Even in 2020, there is still a limited number of women choosing to study economics and become economists.
For Esther Duflo, who shared the 2019 Sveriges Riksbank Prize in Economic Sciences in Memory of Alfred Nobel with her husband Abhijit Banerjee and Michael Kremer, "for their experimental approach to alleviating global poverty", this is limiting creative solutions to problems.
“Certainly, you can see effects on the economic field and the profession. I think if people who are studying economics are very homogeneous then what they are thinking about a problem is also very homogeneous,” Duflo says.
“You need more diversity of perspective and experience to have more diversity of research topics and points of view on those topics. So the field is all the poorer if we don't have women and if we don't have other minorities".
Female economists are needed
Duflo explains how she was speaking to her husband Banerjee about how few graduate and PhD students in his economics faculty were female. There is a big contrast with science, mathematics and engineering, where there has been a substantial increase in the number of women at all levels.
“We are wondering, how come it has not changed?” she says.
One reason could be that economists tend to believe in markets and that things should just flow in their natural way, without necessarily intervening to change a situation.

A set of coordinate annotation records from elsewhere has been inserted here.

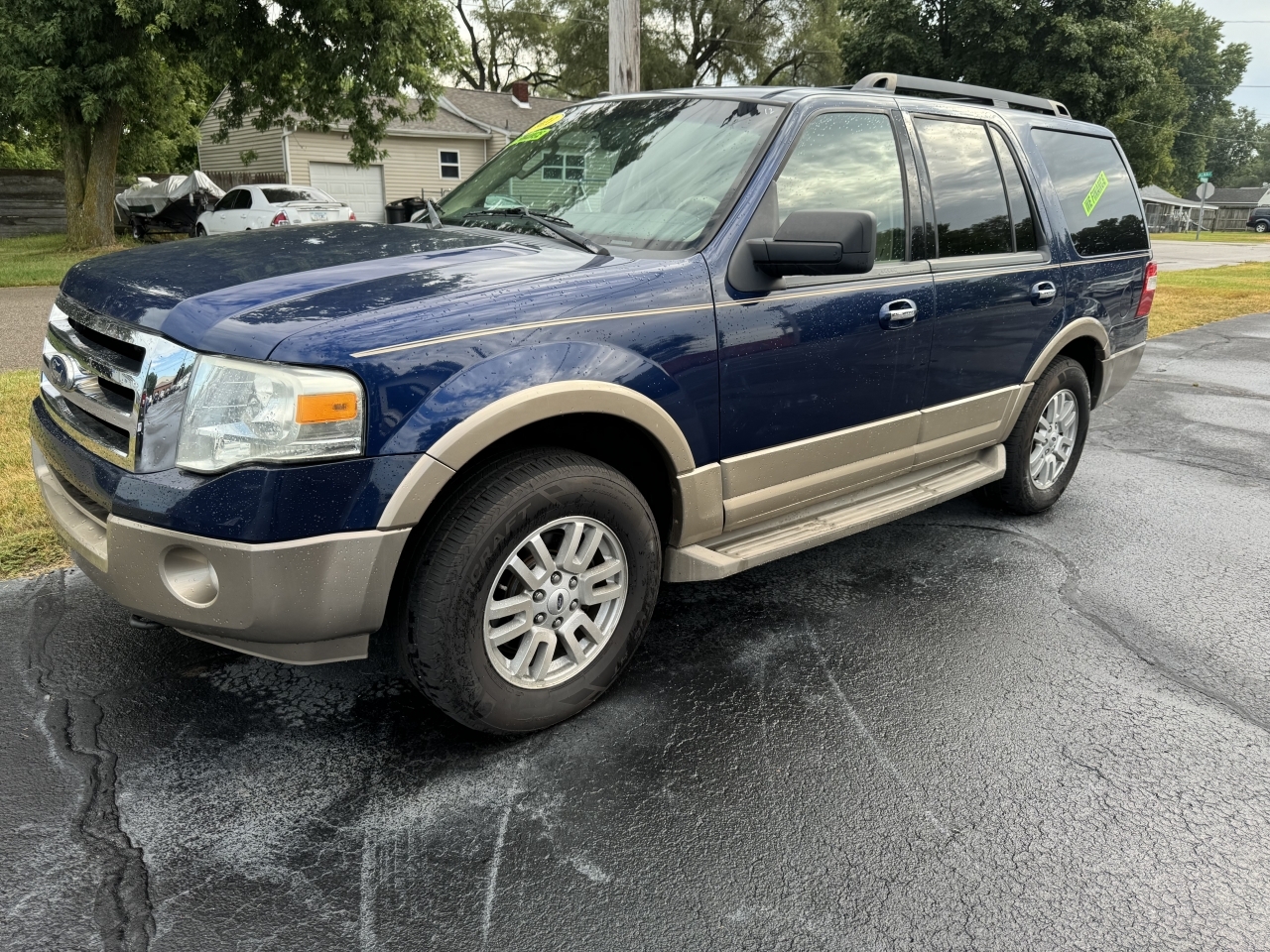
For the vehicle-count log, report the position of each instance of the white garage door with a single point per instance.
(361, 189)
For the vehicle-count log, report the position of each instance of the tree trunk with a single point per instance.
(90, 155)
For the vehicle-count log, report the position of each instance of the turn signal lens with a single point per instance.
(325, 408)
(1148, 291)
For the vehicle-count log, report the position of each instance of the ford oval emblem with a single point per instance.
(60, 370)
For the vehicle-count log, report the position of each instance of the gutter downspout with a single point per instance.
(286, 154)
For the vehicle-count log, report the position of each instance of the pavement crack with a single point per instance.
(71, 722)
(1070, 593)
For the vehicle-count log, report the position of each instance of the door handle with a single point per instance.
(1043, 293)
(898, 313)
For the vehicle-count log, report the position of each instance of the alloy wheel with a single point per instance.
(556, 602)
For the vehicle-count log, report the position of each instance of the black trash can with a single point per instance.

Duflo also thinks the financial crisis was particularly discouraging for women.
“I think it shed a light on economists as focused on making money and connected to the financial sector, which was not a very good image in general and maybe particularly so for women. Women economists tend to do work on fields which are to do with public policies and improving the world, not just making money,” she explains.
Inequality in economics is a big issue
Diversity is a key element in Duflo’s thinking and work and is covered in her most recent book with Banerjee, about how economists can eliminate some of the big issues of the day which are at the heart of political discussions. These also include immigration, trade, economic growth, inequality, climate change and social policy.”
“In the economics department at MIT we are starting to think about what to do. Our idea is that already with high school students, certainly with college students, to try to convey to them that economics is actually a way of thinking about the most important problems that the world is facing today,” Duflo says.
“Maybe if we could get that across better, then more women and minorities would decide that actually it's worth spending the time and studying to become economists.”